Chromatin Organization & Epigenetics
Our lab investigates the role of chromatin organization in cancer. We have identified chromatin hubs as drivers of acute leukemia, uncovered MYB as a master regulator of super-hubs and discovered the presence of epi-clones (Molecular Cell 2025). We have characterized the remodeling of the 3D genome in patients with relapsed leukemia (Nature Communications 2024) and have shown that NSD2 leads to chromatin decompactions in relapse (Genome Biology 2023). We have developed C.Origami, a deep learning model that predicts cell-type-specific chromatin architecture using DNA sequence, chromatin accessibility and CTCF binding, and enables high-throughput screening for the discovery of putative regulatory elements (Nature Biotechnology 2023). Our previous studies revealed extensive remodeling of the 3D chromatin architecture landscape in patients with acute leukemia and demonstrated that small-molecule inhibitors targeting either oncogenic signal transduction or epigenetic regulation can modulate leukemia-specific 3D chromatin interactions (Nature Genetics 2020). We have shown that strong TAD boundaries are found near super-enhancers and are frequently tandemly duplicated in cancer patients (Nature Communications 2018). We have studied the importance of highly connected promoters and enhancers via 3D looping (promoter and enhancer hubs) during reprogramming (Nature Cell Biology 2019)) and differentiation (Nature Communications 2020). In earlier work, we identified LUNAR1, a leukemia-specific lncRNA that regulates IGF1R in the context of a TAD (Cell 2014). We have developed HiC-bench, a computational platform that enables comprehensive multi-tool multi-parameter analyses of Hi-C/HiChIP data and integration with other genomics data (BMC Genomics 2017). We also study alterations of histone modifications in leukemia that lead to the disruption of the normal epigenetic state. We first elucidated the role of the PRC2 complex as a tumor suppressor in acute T cell leukemia (Nature Medicine 2012). In a follow-up study, we delineated the role of the H3K27 demethylases JMJD3 and UTX in T-ALL. We showed that JMJD3 is essential for the initiation and maintenance of T-ALL, as it controls important oncogenic gene targets. By contrast, we found that UTX acts as a tumor suppressor and is frequently genetically inactivated in T-ALL (Nature 2014).

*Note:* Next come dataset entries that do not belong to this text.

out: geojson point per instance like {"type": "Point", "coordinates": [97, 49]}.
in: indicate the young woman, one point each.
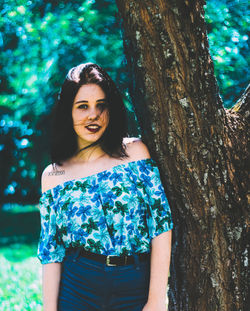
{"type": "Point", "coordinates": [105, 220]}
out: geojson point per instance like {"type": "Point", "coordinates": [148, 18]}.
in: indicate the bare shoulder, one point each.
{"type": "Point", "coordinates": [136, 149]}
{"type": "Point", "coordinates": [51, 176]}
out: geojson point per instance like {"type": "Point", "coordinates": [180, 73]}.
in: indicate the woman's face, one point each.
{"type": "Point", "coordinates": [90, 114]}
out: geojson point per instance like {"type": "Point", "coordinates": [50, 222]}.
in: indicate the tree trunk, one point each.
{"type": "Point", "coordinates": [200, 147]}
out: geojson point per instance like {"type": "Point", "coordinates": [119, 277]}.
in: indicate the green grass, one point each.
{"type": "Point", "coordinates": [20, 278]}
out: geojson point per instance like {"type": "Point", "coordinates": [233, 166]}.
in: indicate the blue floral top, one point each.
{"type": "Point", "coordinates": [114, 212]}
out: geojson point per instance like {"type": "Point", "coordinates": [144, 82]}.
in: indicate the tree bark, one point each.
{"type": "Point", "coordinates": [200, 147]}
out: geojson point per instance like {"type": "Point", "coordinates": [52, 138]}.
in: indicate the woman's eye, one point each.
{"type": "Point", "coordinates": [82, 106]}
{"type": "Point", "coordinates": [102, 106]}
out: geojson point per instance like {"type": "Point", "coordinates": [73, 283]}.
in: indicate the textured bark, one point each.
{"type": "Point", "coordinates": [200, 147]}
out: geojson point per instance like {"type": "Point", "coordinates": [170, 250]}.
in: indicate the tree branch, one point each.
{"type": "Point", "coordinates": [243, 104]}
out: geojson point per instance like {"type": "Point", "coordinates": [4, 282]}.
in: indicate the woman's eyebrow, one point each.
{"type": "Point", "coordinates": [85, 101]}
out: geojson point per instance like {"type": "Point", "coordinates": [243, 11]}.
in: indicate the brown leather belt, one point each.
{"type": "Point", "coordinates": [114, 260]}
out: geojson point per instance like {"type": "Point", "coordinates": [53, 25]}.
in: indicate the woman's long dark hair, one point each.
{"type": "Point", "coordinates": [63, 137]}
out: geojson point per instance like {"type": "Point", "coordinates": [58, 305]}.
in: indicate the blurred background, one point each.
{"type": "Point", "coordinates": [40, 41]}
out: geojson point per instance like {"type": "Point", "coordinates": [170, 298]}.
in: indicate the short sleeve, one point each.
{"type": "Point", "coordinates": [50, 246]}
{"type": "Point", "coordinates": [159, 217]}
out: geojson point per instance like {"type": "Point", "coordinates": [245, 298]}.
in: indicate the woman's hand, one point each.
{"type": "Point", "coordinates": [155, 306]}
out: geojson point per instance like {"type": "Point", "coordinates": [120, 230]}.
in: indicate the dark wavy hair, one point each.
{"type": "Point", "coordinates": [63, 137]}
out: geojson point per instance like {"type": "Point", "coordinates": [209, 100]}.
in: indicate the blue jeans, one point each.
{"type": "Point", "coordinates": [88, 285]}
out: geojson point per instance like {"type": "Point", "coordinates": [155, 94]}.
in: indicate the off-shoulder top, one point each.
{"type": "Point", "coordinates": [114, 212]}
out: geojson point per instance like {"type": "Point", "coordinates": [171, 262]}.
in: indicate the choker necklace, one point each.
{"type": "Point", "coordinates": [86, 147]}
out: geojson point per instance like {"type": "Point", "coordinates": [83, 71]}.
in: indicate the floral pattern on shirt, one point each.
{"type": "Point", "coordinates": [114, 212]}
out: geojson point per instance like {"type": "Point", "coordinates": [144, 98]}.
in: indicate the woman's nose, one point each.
{"type": "Point", "coordinates": [93, 114]}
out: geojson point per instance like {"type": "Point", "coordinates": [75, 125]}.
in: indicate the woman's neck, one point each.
{"type": "Point", "coordinates": [88, 154]}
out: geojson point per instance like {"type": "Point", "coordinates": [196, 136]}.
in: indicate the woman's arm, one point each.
{"type": "Point", "coordinates": [51, 280]}
{"type": "Point", "coordinates": [160, 260]}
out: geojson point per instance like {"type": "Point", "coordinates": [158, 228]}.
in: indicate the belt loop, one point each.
{"type": "Point", "coordinates": [137, 261]}
{"type": "Point", "coordinates": [78, 250]}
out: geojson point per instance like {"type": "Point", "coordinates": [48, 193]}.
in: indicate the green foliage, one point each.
{"type": "Point", "coordinates": [228, 27]}
{"type": "Point", "coordinates": [20, 278]}
{"type": "Point", "coordinates": [41, 41]}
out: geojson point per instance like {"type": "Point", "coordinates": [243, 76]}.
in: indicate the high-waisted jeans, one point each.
{"type": "Point", "coordinates": [88, 285]}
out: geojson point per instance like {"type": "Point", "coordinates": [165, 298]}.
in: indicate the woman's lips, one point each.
{"type": "Point", "coordinates": [93, 128]}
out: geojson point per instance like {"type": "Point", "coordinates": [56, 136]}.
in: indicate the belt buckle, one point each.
{"type": "Point", "coordinates": [108, 262]}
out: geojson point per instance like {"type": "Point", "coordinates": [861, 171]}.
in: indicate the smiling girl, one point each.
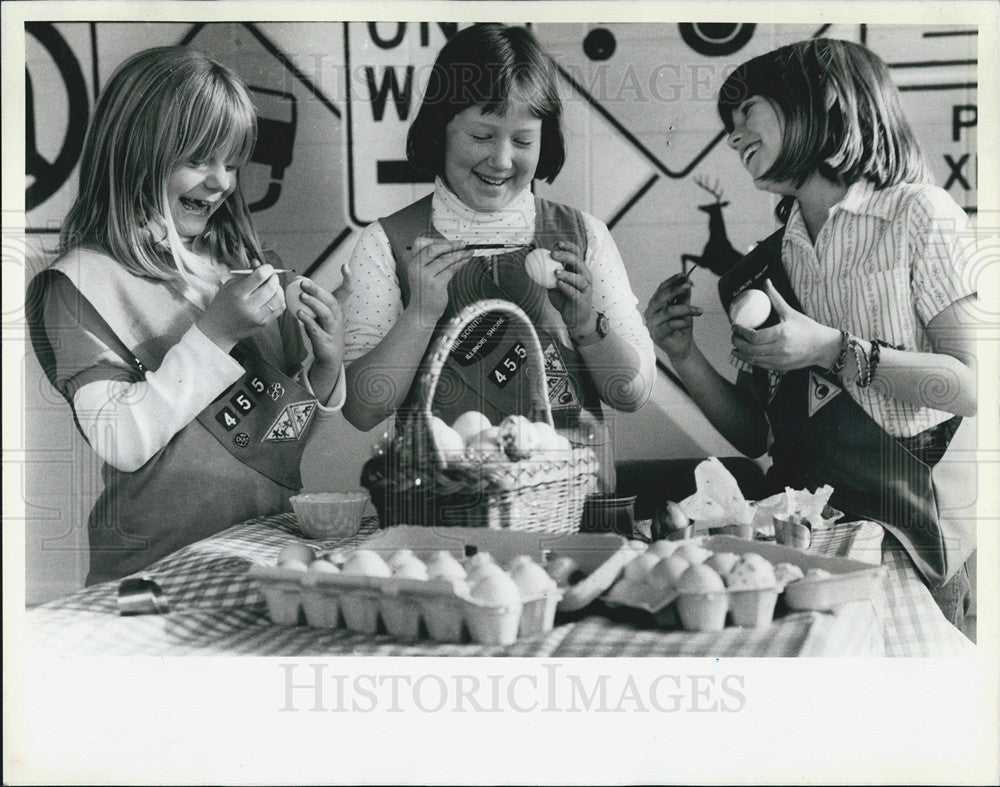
{"type": "Point", "coordinates": [865, 380]}
{"type": "Point", "coordinates": [488, 125]}
{"type": "Point", "coordinates": [186, 380]}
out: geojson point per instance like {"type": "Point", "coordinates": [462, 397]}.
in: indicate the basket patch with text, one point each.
{"type": "Point", "coordinates": [479, 338]}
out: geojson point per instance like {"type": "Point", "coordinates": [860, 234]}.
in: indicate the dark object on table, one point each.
{"type": "Point", "coordinates": [655, 481]}
{"type": "Point", "coordinates": [604, 513]}
{"type": "Point", "coordinates": [670, 522]}
{"type": "Point", "coordinates": [141, 596]}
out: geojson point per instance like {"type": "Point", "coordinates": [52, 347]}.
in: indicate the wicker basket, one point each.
{"type": "Point", "coordinates": [414, 482]}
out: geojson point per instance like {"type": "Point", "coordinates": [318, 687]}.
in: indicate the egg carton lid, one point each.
{"type": "Point", "coordinates": [850, 580]}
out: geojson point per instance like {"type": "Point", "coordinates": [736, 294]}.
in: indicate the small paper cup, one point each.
{"type": "Point", "coordinates": [329, 514]}
{"type": "Point", "coordinates": [792, 533]}
{"type": "Point", "coordinates": [361, 613]}
{"type": "Point", "coordinates": [752, 607]}
{"type": "Point", "coordinates": [703, 611]}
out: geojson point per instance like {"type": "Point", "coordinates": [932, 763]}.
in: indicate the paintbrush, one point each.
{"type": "Point", "coordinates": [685, 276]}
{"type": "Point", "coordinates": [479, 246]}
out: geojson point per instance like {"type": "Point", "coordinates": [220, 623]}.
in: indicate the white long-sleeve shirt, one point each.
{"type": "Point", "coordinates": [125, 421]}
{"type": "Point", "coordinates": [375, 302]}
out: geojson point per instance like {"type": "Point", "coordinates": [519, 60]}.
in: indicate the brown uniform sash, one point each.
{"type": "Point", "coordinates": [484, 370]}
{"type": "Point", "coordinates": [821, 435]}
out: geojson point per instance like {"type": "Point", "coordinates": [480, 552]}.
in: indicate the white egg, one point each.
{"type": "Point", "coordinates": [485, 447]}
{"type": "Point", "coordinates": [518, 437]}
{"type": "Point", "coordinates": [542, 268]}
{"type": "Point", "coordinates": [469, 424]}
{"type": "Point", "coordinates": [446, 439]}
{"type": "Point", "coordinates": [750, 309]}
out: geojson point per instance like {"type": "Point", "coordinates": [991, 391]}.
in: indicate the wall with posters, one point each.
{"type": "Point", "coordinates": [646, 156]}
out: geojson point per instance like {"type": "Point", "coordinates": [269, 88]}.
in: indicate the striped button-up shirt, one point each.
{"type": "Point", "coordinates": [884, 264]}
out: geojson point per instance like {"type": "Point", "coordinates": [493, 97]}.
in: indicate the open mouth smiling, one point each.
{"type": "Point", "coordinates": [492, 181]}
{"type": "Point", "coordinates": [197, 206]}
{"type": "Point", "coordinates": [748, 152]}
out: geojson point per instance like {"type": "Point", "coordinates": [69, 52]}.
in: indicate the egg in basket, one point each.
{"type": "Point", "coordinates": [519, 474]}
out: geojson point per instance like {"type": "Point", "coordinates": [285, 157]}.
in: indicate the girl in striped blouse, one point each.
{"type": "Point", "coordinates": [863, 373]}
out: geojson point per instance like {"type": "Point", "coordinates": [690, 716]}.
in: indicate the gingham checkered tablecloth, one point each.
{"type": "Point", "coordinates": [215, 609]}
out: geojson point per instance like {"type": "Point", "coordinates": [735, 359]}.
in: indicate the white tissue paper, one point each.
{"type": "Point", "coordinates": [717, 500]}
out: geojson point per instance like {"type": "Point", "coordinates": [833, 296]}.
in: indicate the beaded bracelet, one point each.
{"type": "Point", "coordinates": [877, 344]}
{"type": "Point", "coordinates": [861, 359]}
{"type": "Point", "coordinates": [873, 360]}
{"type": "Point", "coordinates": [838, 365]}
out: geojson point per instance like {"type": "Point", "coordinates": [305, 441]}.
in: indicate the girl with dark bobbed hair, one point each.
{"type": "Point", "coordinates": [863, 374]}
{"type": "Point", "coordinates": [488, 125]}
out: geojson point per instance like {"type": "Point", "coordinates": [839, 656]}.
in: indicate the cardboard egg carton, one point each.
{"type": "Point", "coordinates": [850, 581]}
{"type": "Point", "coordinates": [438, 609]}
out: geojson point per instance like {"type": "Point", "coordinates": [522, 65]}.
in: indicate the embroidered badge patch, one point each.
{"type": "Point", "coordinates": [821, 392]}
{"type": "Point", "coordinates": [291, 423]}
{"type": "Point", "coordinates": [562, 392]}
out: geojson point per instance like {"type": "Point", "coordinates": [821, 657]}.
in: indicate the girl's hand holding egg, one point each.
{"type": "Point", "coordinates": [750, 309]}
{"type": "Point", "coordinates": [796, 342]}
{"type": "Point", "coordinates": [242, 306]}
{"type": "Point", "coordinates": [573, 295]}
{"type": "Point", "coordinates": [542, 267]}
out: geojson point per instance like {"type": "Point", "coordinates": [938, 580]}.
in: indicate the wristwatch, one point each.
{"type": "Point", "coordinates": [602, 327]}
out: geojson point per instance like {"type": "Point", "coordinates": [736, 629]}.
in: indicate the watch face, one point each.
{"type": "Point", "coordinates": [603, 325]}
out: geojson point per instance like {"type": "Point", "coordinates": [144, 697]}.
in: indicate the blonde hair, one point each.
{"type": "Point", "coordinates": [162, 107]}
{"type": "Point", "coordinates": [843, 116]}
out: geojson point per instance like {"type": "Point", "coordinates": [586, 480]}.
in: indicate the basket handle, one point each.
{"type": "Point", "coordinates": [446, 340]}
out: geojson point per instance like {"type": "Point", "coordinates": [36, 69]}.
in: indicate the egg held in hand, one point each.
{"type": "Point", "coordinates": [448, 441]}
{"type": "Point", "coordinates": [750, 309]}
{"type": "Point", "coordinates": [542, 268]}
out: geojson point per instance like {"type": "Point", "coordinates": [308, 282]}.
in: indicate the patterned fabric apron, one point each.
{"type": "Point", "coordinates": [191, 488]}
{"type": "Point", "coordinates": [821, 435]}
{"type": "Point", "coordinates": [485, 370]}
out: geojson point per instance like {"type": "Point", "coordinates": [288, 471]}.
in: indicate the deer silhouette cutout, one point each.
{"type": "Point", "coordinates": [718, 255]}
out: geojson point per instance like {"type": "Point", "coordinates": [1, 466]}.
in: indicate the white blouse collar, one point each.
{"type": "Point", "coordinates": [457, 221]}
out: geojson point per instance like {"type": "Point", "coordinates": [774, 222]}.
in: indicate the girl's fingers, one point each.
{"type": "Point", "coordinates": [683, 312]}
{"type": "Point", "coordinates": [667, 294]}
{"type": "Point", "coordinates": [577, 281]}
{"type": "Point", "coordinates": [568, 247]}
{"type": "Point", "coordinates": [449, 263]}
{"type": "Point", "coordinates": [433, 251]}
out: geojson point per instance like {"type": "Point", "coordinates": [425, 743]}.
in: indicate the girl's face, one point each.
{"type": "Point", "coordinates": [758, 131]}
{"type": "Point", "coordinates": [195, 190]}
{"type": "Point", "coordinates": [490, 159]}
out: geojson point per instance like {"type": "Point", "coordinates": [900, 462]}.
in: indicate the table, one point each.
{"type": "Point", "coordinates": [215, 609]}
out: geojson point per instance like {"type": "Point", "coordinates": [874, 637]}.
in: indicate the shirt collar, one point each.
{"type": "Point", "coordinates": [457, 221]}
{"type": "Point", "coordinates": [862, 197]}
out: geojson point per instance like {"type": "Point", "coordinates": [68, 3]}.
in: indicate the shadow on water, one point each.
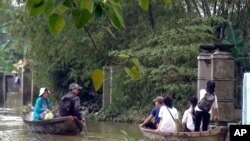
{"type": "Point", "coordinates": [12, 128]}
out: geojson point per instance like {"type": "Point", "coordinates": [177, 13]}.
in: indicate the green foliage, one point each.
{"type": "Point", "coordinates": [56, 23]}
{"type": "Point", "coordinates": [144, 4]}
{"type": "Point", "coordinates": [8, 53]}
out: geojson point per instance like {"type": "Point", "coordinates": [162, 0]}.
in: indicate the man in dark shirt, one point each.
{"type": "Point", "coordinates": [70, 103]}
{"type": "Point", "coordinates": [153, 119]}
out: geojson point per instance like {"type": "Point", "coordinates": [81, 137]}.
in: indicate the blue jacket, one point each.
{"type": "Point", "coordinates": [39, 107]}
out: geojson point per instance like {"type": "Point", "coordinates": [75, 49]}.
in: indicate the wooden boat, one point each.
{"type": "Point", "coordinates": [217, 134]}
{"type": "Point", "coordinates": [62, 126]}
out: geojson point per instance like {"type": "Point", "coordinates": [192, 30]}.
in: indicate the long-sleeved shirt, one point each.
{"type": "Point", "coordinates": [76, 105]}
{"type": "Point", "coordinates": [40, 106]}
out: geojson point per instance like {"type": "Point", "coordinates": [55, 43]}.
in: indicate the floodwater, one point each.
{"type": "Point", "coordinates": [12, 128]}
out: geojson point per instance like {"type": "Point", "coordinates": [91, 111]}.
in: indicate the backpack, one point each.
{"type": "Point", "coordinates": [66, 106]}
{"type": "Point", "coordinates": [206, 102]}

Machine Learning & Precision Medicine
Our team's mission is to revolutionize the understanding, diagnosis, and treatment of diseases through the innovative use of domain-specific expertise, big data and advanced AI/ML methods. Our research is centered around four major data modalities: Electronic Health Records (EHR) data, medical imaging data, multi-omic data, and mobile data from wearable devices. We leverage EHR data to gain comprehensive insights into patient health history. Our use of Medical Imaging data, including Radiology imaging data such as CT scans and MRIs, and Pathology imaging data like H&E slides (Nature Medicine 2018) and multi-plex imaging allows us to visualize and analyze disease patterns. We have developed a pre-trained Pathology models and characterized the derived histomorphological phenotypes using clinical and molecular data (Nature Communications 2024, Clinical Cancer Research 2024, NPJ Digital Medicine 2025, Nature Communications - in press). We have used a multi-channel masked autoencoder on imaging mass cytometry data to identify and characterize local tumor microenvironments (LTMEs) in lung cancer (Nature Biomedical Engineering 2025). We analyze multi-omic data, encompassing genetic, epigenetic, transcriptomic and proteomic data from diseased tissue, adjacent normal, and blood (Nature Communications 2023), as well as single-cell and/or spatial multi-omic data, to understand the complex interplay of various biological factors in disease progression. We develop machine learning models of gene regulation that can enable high-throughput in silico screens for regulatory elements and master regulators of disease (Nature Biotechnology 2023). Lastly, we utilize mobile data from wearable devices to monitor and analyze real-time health metrics. Our goal is to harness these diverse data streams to create a holistic, precise, and dynamic picture of health and disease, ultimately leading to more personalized and effective healthcare solutions. Finally, in collaboration with the NYU Molecular Pathology Lab, we are developing molecular assays for our cancer patients. For example, we have designed a cancer panel of 600+ genes to test for actionable and other common mutations in patients’ tumors. Our computational team has developed methods for validation, analysis and integration of genomic and clinical data. Our diagnostic test has received approval from the New York State Department of Health and by the FDA ("FDA Clears NYU Langone Genome PACT").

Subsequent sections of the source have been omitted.